At least we know about that meeting with the Murdoch mafiosi, though: Whittingdale has been notoriously secretive about his other contacts with the Cosa Rupra and its subsidiaries. Indeed, last December it was revealed that “Culture Secretary John Whittingdale refused to disclose information about any meetings he has had with Sky or News Corp executives since May 2015 when asked by Labour MP Paul Farrelly”.
Why not? Does Whitto have a problem with openness and transparency? He can’t have anything to hide, surely? Perhaps it has something to do with the Culture Secretary’s attitude to the little people, which is rather less accommodating.

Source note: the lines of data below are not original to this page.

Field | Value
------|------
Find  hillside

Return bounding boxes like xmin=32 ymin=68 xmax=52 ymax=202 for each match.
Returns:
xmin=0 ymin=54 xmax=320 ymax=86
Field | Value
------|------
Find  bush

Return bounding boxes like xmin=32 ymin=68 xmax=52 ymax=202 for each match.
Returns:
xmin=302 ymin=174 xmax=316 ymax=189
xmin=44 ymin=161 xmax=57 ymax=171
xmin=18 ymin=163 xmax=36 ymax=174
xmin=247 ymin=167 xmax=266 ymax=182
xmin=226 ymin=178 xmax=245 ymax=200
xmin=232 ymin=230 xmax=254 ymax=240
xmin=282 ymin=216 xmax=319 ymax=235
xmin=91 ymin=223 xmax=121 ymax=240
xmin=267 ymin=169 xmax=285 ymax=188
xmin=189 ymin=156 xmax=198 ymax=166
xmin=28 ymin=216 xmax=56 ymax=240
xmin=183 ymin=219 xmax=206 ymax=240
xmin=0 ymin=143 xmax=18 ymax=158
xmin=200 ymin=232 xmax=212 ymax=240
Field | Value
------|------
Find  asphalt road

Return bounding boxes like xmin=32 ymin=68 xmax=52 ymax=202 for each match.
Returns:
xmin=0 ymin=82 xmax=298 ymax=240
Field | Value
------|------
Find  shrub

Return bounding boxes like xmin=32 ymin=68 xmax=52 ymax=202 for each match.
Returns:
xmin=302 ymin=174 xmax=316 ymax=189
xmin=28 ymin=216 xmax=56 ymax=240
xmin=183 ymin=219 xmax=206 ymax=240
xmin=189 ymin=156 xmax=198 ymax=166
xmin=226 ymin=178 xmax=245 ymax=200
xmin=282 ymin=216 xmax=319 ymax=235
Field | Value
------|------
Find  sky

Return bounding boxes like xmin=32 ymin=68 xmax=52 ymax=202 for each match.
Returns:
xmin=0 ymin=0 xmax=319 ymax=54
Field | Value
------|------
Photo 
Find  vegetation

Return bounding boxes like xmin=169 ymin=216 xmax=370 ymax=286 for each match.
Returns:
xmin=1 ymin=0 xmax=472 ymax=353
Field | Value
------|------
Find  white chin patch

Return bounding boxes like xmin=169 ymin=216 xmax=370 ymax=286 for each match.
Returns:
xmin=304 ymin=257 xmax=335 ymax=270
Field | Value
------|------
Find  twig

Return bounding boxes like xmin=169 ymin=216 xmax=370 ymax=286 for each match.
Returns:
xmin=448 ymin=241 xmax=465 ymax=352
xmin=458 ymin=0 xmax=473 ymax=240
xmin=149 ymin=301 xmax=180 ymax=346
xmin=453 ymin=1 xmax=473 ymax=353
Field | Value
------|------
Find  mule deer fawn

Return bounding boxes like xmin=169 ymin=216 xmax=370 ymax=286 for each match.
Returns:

When his visits to lap dancing clubs were revealed recently - just before he spoke in favour of the industry in Parliament - it was brushed off as nothing more than fact finding.
And when campaigning group Hacked Off lobbied him last month - Dave has recently become rather too busy to meet with the victims of press abuse that he promised to put “front and centre” of reform efforts - Whittingdale ignored their concerns and when asked whether the press had anything on him, said no, they did not. We now know that the press had rather a lot on him, after Byline Media burst the dam open.
Then when the time came for consultation on the future of the BBC, the little people were once again excluded: first, anything from campaign group 38 Degrees was treated with such suspicion that Whitto, as the Telegraph observed, “suggested he was so alarmed that the process had been hijacked by left-wingers that he had considered paying for focus groups as an alternative way to establish what the public thinks about the BBC”.
Fine to meet Rupe and listen to him, but not all those “reprobate oiks” whose opinions are inconvenient to him. And it wasn’t an isolated incident: when 9,000 Radio Times readers gave their feedback on the consultation, his department just ignored it. The impression is given that, at the point where the Murdochs might well come back with another bid for the part of Sky they do not own, nothing has changed since the days of Jeremy Hunt.
The closeness to Murdoch that Cameron once regretted has now returned. John Whittingdale is at the heart of that cosiness. And that’s not good enough.